The public debate about abortion, it seems, has fallen into the category of issues described by the truism that “hard cases make bad law.” Pro-life advocates are often focused on minimizing the set of exceptions to abortion bans in those states where they can get laws passed rather than tackling the harder problem of how to convince voters—who keep rejecting restrictions on abortion at the ballot box—that abortion can be safely and justly regulated and limited at all.

It may seem that Catholics are required always to implement the most comprehensive restrictions on abortion, regardless of the practical likelihood that such laws will be passed or, if passed, be enforceable. But this conflates a question of moral truth (“Can abortion ever be justified?”) with one of prudential and practical reason (“What is the best way to limit the injustice of abortion in the United States in the 21st century?”).
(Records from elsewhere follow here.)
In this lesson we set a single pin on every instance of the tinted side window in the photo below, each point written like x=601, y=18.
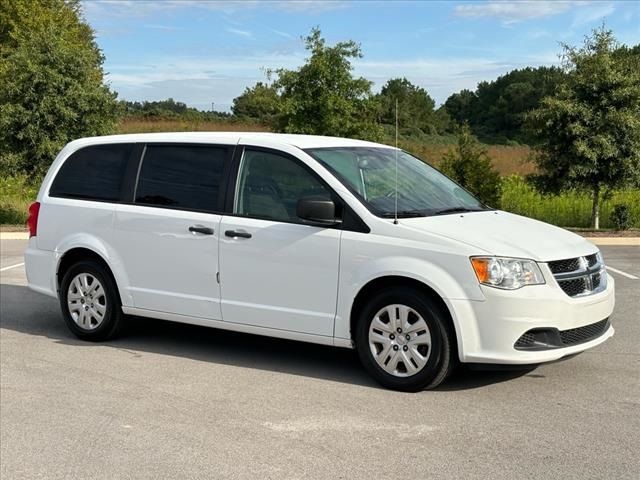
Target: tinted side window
x=270, y=185
x=93, y=173
x=181, y=176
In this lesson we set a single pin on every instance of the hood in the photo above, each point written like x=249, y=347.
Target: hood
x=505, y=234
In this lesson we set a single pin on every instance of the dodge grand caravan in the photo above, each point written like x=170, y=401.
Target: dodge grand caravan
x=326, y=240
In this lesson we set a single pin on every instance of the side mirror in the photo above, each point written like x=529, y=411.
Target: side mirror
x=317, y=211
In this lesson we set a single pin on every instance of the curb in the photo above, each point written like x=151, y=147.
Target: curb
x=14, y=235
x=619, y=241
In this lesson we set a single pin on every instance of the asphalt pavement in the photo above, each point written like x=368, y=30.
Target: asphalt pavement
x=177, y=401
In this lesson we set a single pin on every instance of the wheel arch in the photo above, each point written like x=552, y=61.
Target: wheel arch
x=78, y=253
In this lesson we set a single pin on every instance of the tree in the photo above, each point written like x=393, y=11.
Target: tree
x=469, y=165
x=322, y=97
x=51, y=82
x=261, y=102
x=589, y=132
x=415, y=106
x=460, y=106
x=496, y=110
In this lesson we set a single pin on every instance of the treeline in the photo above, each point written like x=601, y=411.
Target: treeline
x=167, y=109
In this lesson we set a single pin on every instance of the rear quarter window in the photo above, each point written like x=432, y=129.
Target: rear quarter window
x=93, y=173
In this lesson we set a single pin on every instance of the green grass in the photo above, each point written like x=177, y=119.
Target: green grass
x=16, y=194
x=571, y=209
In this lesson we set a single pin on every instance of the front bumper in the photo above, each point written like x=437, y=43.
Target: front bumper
x=489, y=330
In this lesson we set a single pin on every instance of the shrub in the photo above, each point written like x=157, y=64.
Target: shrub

No less a pro-life champion than Cardinal John O’Connor recognized that support for “imperfect legislation” could be a necessary component of pro-life advocacy (see Catholic New York, 6/14/90). It is certainly the case that any achievable legislative restriction on abortion will be imperfect, from a strict moral analysis, for the foreseeable future.
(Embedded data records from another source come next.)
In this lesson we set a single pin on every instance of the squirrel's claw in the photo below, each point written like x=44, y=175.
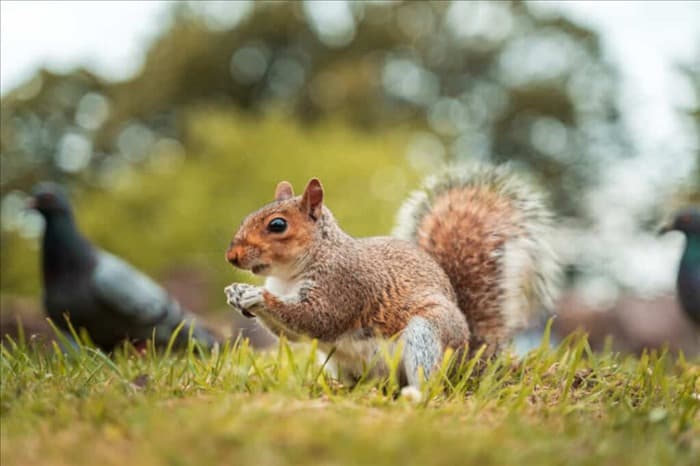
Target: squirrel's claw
x=244, y=297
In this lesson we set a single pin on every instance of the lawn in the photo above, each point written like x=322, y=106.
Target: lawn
x=236, y=405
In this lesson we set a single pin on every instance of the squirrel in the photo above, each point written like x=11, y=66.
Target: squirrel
x=469, y=264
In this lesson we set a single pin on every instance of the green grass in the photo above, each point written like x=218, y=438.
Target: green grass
x=236, y=405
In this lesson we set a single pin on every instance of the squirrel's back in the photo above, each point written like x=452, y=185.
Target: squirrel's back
x=489, y=230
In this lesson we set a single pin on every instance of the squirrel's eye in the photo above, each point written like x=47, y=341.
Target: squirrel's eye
x=277, y=225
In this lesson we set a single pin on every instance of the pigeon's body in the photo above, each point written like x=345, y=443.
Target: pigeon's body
x=688, y=281
x=100, y=292
x=689, y=278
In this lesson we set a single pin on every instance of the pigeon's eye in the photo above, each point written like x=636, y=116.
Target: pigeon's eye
x=277, y=225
What is needed, far more than a perfect abortion law, is a clear focus on the moral failure of a society in which abortion rates are rising rather than falling, in which too many women feel afraid, unable or unwilling to carry pregnancies to term and welcome new life into the world. The pro-life movement should evaluate the laws it fights for on the basis of whether or not they help us have that conversation.
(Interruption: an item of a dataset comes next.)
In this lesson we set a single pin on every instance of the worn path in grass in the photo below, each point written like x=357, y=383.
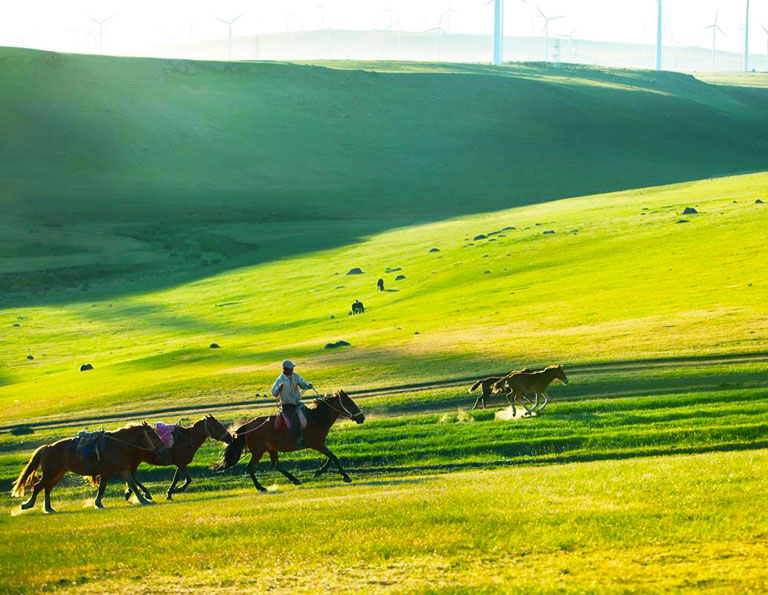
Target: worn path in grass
x=684, y=523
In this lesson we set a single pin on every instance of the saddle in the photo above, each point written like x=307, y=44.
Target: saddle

Six years ago, the longtime Catholic Worker and social justice activist Shelley Douglass wrote of her dream of a world where the mandates of justice would make both war and abortion unthinkable. The question of how to accomplish this was less a legal or moral one, she thought, than a spiritual one: What kind of world do we want? “It’s hard to imagine the kind of justice, economic justice and justice for women, that would have to exist for there really to be a world where abortion is unthinkable,” Ms. Douglass wrote. “Not illegal: unthinkable!”

Such a world would not see abortion as a right to be granted or withheld. It would be one where we do not bemoan the lack of elective abortion as an option but value the lack of it as a sign that no woman need choose it any longer.